The users can interact with the system through four parts, as shown in Fig. 8. Part (A) is the input parameter, while an event URL in last.fm, DailyMotion, Upcoming, or URI in EventMedia dataset [19] could be the input to query the event. When event information is retrieved, the abstract is presented in part (B), and the home page of the event is depicted in part (D). Then, the event’s machine tag, title, geo location, time metadata are extracted and used to query the photos in Flickr, as described in [11]. The results from the query, as well as from the visual pruning and owner refinement process, can be accessed by the list in part (C). With a mouse click, the photos are presented in part (D), as shown in Fig. 9.

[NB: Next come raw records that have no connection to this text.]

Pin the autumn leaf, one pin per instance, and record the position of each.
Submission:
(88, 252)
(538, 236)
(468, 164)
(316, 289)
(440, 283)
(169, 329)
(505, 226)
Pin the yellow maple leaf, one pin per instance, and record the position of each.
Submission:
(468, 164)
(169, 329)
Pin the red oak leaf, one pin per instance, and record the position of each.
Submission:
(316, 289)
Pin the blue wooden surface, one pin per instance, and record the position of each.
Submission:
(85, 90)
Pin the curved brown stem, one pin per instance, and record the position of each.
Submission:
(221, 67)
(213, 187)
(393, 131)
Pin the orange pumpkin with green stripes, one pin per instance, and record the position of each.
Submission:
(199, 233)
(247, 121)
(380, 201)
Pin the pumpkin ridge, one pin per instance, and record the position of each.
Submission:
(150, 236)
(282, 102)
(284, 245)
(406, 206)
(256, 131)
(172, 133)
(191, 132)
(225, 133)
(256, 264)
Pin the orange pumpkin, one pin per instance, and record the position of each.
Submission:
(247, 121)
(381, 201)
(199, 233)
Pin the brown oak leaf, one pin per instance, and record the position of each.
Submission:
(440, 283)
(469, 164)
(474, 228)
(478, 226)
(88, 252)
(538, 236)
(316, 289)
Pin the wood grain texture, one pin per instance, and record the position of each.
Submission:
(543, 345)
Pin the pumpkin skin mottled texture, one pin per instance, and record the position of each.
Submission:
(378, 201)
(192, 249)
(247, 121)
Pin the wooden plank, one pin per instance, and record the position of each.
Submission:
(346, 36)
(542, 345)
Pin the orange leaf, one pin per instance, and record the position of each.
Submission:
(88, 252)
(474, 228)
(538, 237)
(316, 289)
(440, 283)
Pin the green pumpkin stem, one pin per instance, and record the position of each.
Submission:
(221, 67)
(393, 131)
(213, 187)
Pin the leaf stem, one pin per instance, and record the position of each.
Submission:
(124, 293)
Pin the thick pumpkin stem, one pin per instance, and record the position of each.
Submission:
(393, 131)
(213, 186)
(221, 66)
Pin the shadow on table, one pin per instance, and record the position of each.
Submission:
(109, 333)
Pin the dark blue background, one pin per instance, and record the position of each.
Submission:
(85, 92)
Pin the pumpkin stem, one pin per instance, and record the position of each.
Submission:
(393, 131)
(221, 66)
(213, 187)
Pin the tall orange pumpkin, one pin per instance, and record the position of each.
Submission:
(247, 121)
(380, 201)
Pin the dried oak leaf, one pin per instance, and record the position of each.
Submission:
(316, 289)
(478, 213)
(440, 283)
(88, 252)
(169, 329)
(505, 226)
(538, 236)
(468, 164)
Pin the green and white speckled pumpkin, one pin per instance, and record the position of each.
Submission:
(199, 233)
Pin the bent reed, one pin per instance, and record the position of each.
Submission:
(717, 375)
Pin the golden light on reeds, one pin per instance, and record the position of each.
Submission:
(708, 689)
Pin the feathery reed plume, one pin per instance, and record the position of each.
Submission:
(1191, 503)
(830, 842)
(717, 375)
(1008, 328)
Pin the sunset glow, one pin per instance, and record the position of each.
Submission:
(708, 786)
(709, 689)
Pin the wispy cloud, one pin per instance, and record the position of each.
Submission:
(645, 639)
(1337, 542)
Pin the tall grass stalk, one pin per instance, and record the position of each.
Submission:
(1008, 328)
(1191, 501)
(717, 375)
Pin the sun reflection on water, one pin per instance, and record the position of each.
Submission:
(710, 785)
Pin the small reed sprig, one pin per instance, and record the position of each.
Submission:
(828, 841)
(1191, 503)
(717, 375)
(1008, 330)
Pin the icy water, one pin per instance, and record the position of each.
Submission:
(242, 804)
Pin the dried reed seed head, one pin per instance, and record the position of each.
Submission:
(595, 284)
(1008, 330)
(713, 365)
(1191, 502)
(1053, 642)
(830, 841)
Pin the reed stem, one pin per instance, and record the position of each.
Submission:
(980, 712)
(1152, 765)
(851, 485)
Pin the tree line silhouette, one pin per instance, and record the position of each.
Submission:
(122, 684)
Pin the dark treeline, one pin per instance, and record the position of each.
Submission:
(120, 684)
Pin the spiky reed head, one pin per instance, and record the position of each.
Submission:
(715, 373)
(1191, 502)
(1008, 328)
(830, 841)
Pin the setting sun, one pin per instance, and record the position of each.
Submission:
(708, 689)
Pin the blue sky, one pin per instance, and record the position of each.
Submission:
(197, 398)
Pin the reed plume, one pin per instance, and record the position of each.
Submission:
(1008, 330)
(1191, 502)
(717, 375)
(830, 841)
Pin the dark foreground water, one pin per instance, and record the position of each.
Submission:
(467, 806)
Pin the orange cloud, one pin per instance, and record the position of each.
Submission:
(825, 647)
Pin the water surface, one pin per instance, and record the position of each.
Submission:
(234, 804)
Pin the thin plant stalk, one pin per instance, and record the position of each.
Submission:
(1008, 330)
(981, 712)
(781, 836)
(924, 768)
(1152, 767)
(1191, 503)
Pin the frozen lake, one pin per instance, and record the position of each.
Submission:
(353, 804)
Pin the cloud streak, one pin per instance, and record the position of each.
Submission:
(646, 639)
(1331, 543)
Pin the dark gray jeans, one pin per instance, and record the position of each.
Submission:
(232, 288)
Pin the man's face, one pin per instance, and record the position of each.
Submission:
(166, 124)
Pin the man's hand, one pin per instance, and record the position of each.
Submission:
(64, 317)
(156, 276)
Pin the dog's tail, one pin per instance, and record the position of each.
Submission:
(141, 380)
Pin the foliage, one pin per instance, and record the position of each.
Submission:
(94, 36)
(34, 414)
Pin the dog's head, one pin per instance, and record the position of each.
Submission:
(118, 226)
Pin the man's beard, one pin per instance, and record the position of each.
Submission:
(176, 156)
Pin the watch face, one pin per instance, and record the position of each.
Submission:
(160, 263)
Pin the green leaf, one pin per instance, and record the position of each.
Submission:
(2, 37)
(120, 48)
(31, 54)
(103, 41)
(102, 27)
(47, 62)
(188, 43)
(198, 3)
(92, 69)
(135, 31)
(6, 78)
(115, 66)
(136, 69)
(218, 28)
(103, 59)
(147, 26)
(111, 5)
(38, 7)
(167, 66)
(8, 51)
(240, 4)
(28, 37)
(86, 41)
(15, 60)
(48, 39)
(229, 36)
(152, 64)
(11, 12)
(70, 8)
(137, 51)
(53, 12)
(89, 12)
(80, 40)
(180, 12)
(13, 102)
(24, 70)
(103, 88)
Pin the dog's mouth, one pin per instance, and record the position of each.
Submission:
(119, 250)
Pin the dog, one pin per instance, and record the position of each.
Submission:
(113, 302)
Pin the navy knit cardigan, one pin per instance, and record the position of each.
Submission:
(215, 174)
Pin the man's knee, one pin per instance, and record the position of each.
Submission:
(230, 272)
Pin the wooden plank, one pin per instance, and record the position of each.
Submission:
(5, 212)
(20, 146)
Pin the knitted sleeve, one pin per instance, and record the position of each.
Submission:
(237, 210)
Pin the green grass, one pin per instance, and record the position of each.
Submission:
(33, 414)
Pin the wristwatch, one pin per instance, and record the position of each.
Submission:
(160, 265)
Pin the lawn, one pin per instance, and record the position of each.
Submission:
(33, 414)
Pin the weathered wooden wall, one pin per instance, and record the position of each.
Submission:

Figure 9 also shows the effectiveness of our system on collecting event relevant photos. For last.fm event (ID = 1369317), only 10 photos are labeled with machine tag, and 285 and 48 photos are retrieved by the location and title based query. After the visual pruning and owner refinement process, a set of 262 photos illustrates the event.

Fig. 8
figure 8

EventEnricher interface: (A) Input URL; (B) Event Abstract; (C) Navigation of the Results; (D) MainView: to show the event homepage and photos in the results

Fig. 9
figure 9

Results on Lastfm event:1369317

4.2 Discussion

Event directories are largely overlapping, providing multiple identifiers for the same venues, artists, and events. We argued that linked data technology helps to integrate at large scale all data sources because of the use of URIs for identifying objects and a simple triple model for representing all metadata yielding to a giant graph. Rich semantic descriptions of events can then be propagated to the media to which they are attached. Hence, for the datasetFootnote 3 presented in Sect. 3.1, 1,248,021 photos (that is 73 %) have been geotagged for free since Flickr had no geotagged information for those photos but only knowledge of an event machine tag that points to a rich description of an event including venues that are geo-localized. Similarly, the propagation of semantic metadata enables to detect inconsistencies between data sources such as the misplacement of a venue.

5 Conclusion

In this paper, we have shown how linked data technologies can be used for integrating information contained in event and media directories. We described a method for finding as much as possible photos and videos relevant for a given event: we start from the media that contain specific machine tags and that can be used to train classifiers that will prune results from general queries. We evaluated our approach against a manually built gold standard and we show that we are able to increase significantly the recall with a very conservative approach that does not scarify the precision. Ultimately, we provide an event-based interface to explore shared media.